Mylène Escudier, présidente de la CCDH, demande que « l’audition devant le juge soit dès le premier jour d’internement », et souhaite, concernant les mineurs, « plus de contrôle sur l’internement des enfants en psychiatrie ». Selon elle, des 76 000 hospitalisations annuelles en service psychiatrique en France, 6 500 sont levées à la suite d’une audition devant le juge des libertés et de la détention.
Scientologie : droit de réponse de la CCDH
La CCDH a souhaité répondre aux éléments apportés ci-dessus quant à la nature et ses relations avec l’Eglise de scientologie.
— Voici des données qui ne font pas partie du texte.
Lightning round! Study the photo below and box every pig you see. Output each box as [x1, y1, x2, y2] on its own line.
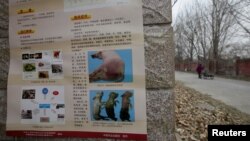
[89, 50, 125, 82]
[93, 91, 105, 120]
[105, 92, 118, 121]
[120, 91, 133, 121]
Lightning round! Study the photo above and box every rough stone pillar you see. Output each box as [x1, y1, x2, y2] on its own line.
[0, 0, 175, 141]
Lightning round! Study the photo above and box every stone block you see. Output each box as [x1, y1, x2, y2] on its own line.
[147, 90, 175, 141]
[142, 0, 172, 25]
[144, 25, 175, 88]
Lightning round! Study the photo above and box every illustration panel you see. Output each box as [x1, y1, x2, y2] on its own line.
[90, 90, 135, 122]
[21, 86, 65, 124]
[88, 49, 133, 83]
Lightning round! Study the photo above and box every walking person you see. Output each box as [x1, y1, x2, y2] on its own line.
[196, 64, 204, 79]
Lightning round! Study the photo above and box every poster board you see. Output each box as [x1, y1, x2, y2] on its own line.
[6, 0, 147, 140]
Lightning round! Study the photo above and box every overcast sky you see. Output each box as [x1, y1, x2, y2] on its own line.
[172, 0, 190, 21]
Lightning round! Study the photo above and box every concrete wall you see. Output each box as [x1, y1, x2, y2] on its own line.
[0, 0, 175, 141]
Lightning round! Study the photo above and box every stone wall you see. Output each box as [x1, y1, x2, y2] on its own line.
[0, 0, 175, 141]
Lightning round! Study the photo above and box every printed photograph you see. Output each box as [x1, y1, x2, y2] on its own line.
[29, 54, 35, 59]
[40, 117, 49, 122]
[22, 54, 29, 60]
[56, 104, 64, 109]
[53, 50, 62, 59]
[88, 49, 133, 83]
[22, 89, 36, 99]
[21, 110, 32, 119]
[52, 64, 63, 74]
[38, 71, 49, 79]
[23, 63, 36, 72]
[57, 114, 64, 119]
[90, 90, 135, 122]
[34, 53, 43, 59]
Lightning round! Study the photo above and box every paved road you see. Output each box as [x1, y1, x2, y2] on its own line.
[175, 72, 250, 114]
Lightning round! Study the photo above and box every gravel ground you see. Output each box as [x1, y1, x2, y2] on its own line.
[175, 82, 250, 141]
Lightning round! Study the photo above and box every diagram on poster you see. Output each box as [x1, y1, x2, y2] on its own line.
[20, 86, 65, 124]
[22, 50, 63, 80]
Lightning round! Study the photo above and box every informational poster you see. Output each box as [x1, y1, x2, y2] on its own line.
[6, 0, 147, 140]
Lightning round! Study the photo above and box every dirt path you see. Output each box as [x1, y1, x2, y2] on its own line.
[175, 72, 250, 114]
[175, 82, 250, 141]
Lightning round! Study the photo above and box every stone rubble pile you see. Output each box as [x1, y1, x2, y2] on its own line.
[175, 82, 250, 141]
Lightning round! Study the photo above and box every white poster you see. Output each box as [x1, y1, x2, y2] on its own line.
[6, 0, 147, 140]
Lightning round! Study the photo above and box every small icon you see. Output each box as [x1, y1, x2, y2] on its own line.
[42, 88, 49, 94]
[53, 91, 59, 95]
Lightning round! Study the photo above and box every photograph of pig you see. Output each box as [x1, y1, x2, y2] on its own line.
[89, 90, 135, 122]
[88, 49, 133, 83]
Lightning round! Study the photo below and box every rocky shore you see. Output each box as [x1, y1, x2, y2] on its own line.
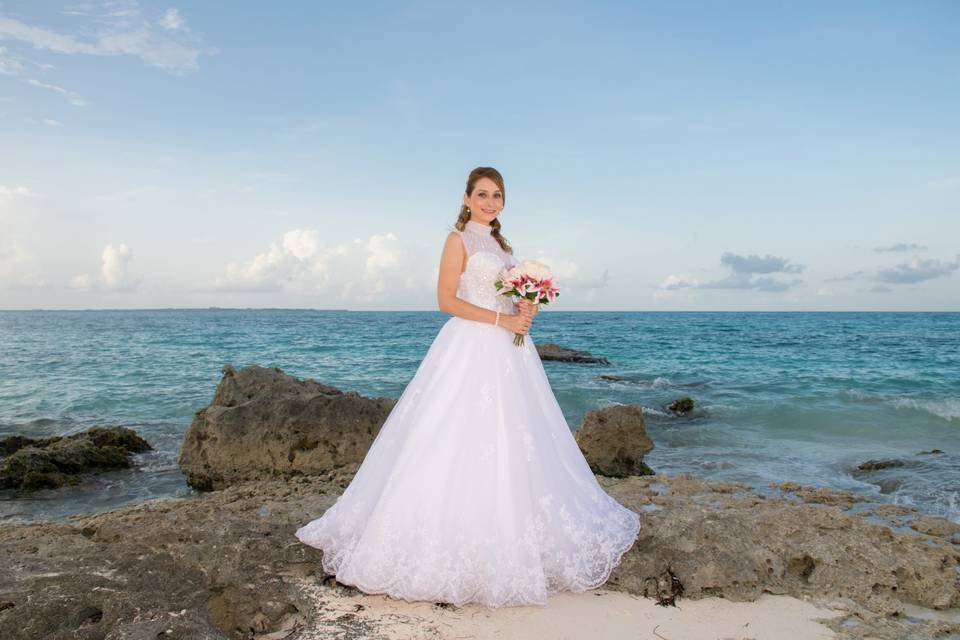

« Il est mentionné dans l’article que la CCDH est un « faux-nez » de la scientologie. Or, dans toutes les brochures d’information ainsi que sur le site web de l’association, il est clairement indiqué que la Commission des citoyens pour les droits de l’homme a été créée par l’Église de scientologie et le psychiatre Thomas Szasz dans le but de faire respecter les droits de l’homme en psychiatrie », répond Mylène Escudier, présidente de la CCDH.
Le dernier rapport de la Mission interministérielle de vigilance et de lutte contre les dérives sectaires (Miviludes), qui évoque « le cas de la scientologie et de ses nombreuses émanations » comme la CCDH, note bien que le lien « est connu d’un public averti qui ne se trompe pas sur l’organisation qui promeut les différentes activités militantes ». Mais elle précise qu’elle « continue de recevoir des témoignages de personnes qui découvrent progressivement le système de croyances qui sous-tend véritablement ces différentes structures ».
« Il est indiqué dans l’article que « l’Église de scientologie est désignée comme une « secte » en France depuis un rapport parlementaire de 1995 ». Or, la Cour européenne des droits de l’homme, plus haute instance juridique en Europe, a rendu une décision le 5 avril 2007 reconnaissant, à l’unanimité de ses membres, l’Église de scientologie comme une religion », poursuit la CCDH.
« Cette décision s’applique aux 47 pays, dont la France, ayant ratifié la Convention européenne de sauvegarde des droits de l’homme. Concernant le rapport parlementaire de 1996 recensant plus de 172 mouvements qualifiés de sectaires, cette liste a été qualifié d’obsolète dans une circulaire du premier ministre, Monsieur Raffarin, ainsi que par une circulaire du ministère de l’Intérieur », conclut-elle.
Si les éléments avançés sont bien factuellement exacts, l’Eglise de scientologie continue de faire l’objet d’une grande attention de la part de la Miviludes. Par ailleurs, en 2013, les deux principales structures françaises de l’organisation américaine ont été définitivement condamnées par la Cour de cassation pour « escroquerie en bande organisée », avec deux amendes d’un total de 600 000 euros, et son ultime recours devant la Cour européenne des droits de l’homme a été déclarée irrecevable.